Multimodal Language Models generally require structured input. The HFChatDataset templates output raw strings by default, and allows specifying the parse_input_utterance argument to convert them into these required structures. Accepted values are literal_eval (for ast.literal_eval), json_loads (for json.loads), or None.

In the configuration above, we use literal_eval because the template outputs a Python literal string rather than strict JSON. This safely evaluates the string directly into the Python list the model expects.

Preprocessors

The preprocessors argument accepts a list of Preprocessor instances that sequentially transform each dataset item before prompt generation. In the configuration above, ConvertImageToBase64 is used to encode image objects into Base64 strings.

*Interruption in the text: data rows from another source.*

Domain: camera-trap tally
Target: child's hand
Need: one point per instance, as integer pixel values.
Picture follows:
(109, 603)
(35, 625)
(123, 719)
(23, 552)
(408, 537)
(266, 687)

For flexeval to load this custom preprocessor, create docvqa/preprocessors.py and define ConvertImageToBase64 by extending the base Preprocessor class and implementing the __call__ method:

import base64
from io import BytesIO
from PIL import Image
from flexeval.core.chat_dataset import Preprocessor

def image_to_base64(image: Image.Image) -> str:
    """Converts a PIL Image to a base64 string."""
    buffered = BytesIO()
    image.save(buffered, format=image.format or "PNG")
    return base64.b64encode(buffered.getvalue()).decode("utf-8")

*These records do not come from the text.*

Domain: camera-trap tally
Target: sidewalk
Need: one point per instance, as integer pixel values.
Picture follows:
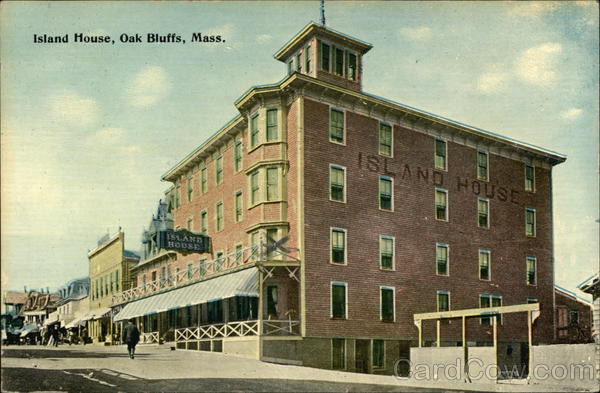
(155, 362)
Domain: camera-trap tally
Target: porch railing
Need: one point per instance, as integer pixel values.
(149, 338)
(203, 269)
(238, 329)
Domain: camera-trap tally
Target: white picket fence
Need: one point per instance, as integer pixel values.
(237, 329)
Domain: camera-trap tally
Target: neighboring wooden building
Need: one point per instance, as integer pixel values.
(573, 317)
(110, 267)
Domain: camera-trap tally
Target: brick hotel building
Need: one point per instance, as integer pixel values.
(389, 211)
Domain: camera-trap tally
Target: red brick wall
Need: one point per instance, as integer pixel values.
(416, 232)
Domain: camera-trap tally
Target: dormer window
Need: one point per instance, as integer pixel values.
(351, 66)
(339, 61)
(298, 63)
(325, 56)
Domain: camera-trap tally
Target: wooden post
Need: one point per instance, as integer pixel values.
(530, 344)
(465, 350)
(260, 311)
(495, 330)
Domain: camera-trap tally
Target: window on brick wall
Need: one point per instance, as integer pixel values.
(325, 55)
(338, 300)
(254, 188)
(239, 253)
(272, 184)
(440, 154)
(338, 246)
(272, 131)
(351, 66)
(237, 155)
(385, 140)
(271, 235)
(378, 355)
(529, 221)
(443, 301)
(254, 137)
(298, 62)
(441, 258)
(203, 222)
(574, 317)
(337, 183)
(387, 307)
(487, 301)
(386, 252)
(483, 213)
(238, 206)
(531, 270)
(190, 188)
(219, 170)
(484, 265)
(386, 193)
(204, 180)
(441, 204)
(219, 216)
(482, 165)
(338, 353)
(338, 61)
(336, 126)
(529, 178)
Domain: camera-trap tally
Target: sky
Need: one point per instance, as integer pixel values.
(87, 130)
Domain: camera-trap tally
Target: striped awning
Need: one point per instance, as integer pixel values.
(241, 283)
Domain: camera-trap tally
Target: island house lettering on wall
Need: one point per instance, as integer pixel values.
(406, 172)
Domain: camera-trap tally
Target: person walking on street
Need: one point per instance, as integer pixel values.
(130, 336)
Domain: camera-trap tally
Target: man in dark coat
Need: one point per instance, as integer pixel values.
(130, 336)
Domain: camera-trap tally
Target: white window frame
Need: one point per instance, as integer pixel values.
(437, 299)
(447, 209)
(382, 287)
(235, 196)
(445, 168)
(534, 259)
(487, 201)
(344, 130)
(487, 165)
(219, 158)
(391, 139)
(258, 142)
(331, 230)
(525, 165)
(343, 168)
(530, 209)
(206, 222)
(372, 353)
(217, 216)
(489, 254)
(345, 285)
(391, 179)
(238, 142)
(393, 239)
(447, 247)
(345, 353)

class ConvertImageToBase64(Preprocessor):
    """Convert image to base64 string."""

    key: str

    def __call__(self, data: Data) -> Data:
        image = data[self.key]
        if image is None:
            base64_image = None
        elif isinstance(image, Image.Image):
            base64_image = image_to_base64(image)
        else:
            raise NotImplementedError(f"Unsupported image type: {type(image)}")

        data[f"{self.key}_base64"] = base64_image
        return data

Running the Benchmark

With the benchmark defined and the preprocessor in place, you can now run the evaluation through flexeval.

flexeval_lm \
  --language_model HuggingFaceLM \
  --language_model.model "sbintuitions/sarashina2.2-vision-3b" \
  --eval_setup docvqa.jsonnet\
  --save_dir results/sarashina/docvqa

This command evaluates the Sarashina2.2-Vision-3B model on the DocVQA benchmark and saves the results to results/sarashina/docvqa.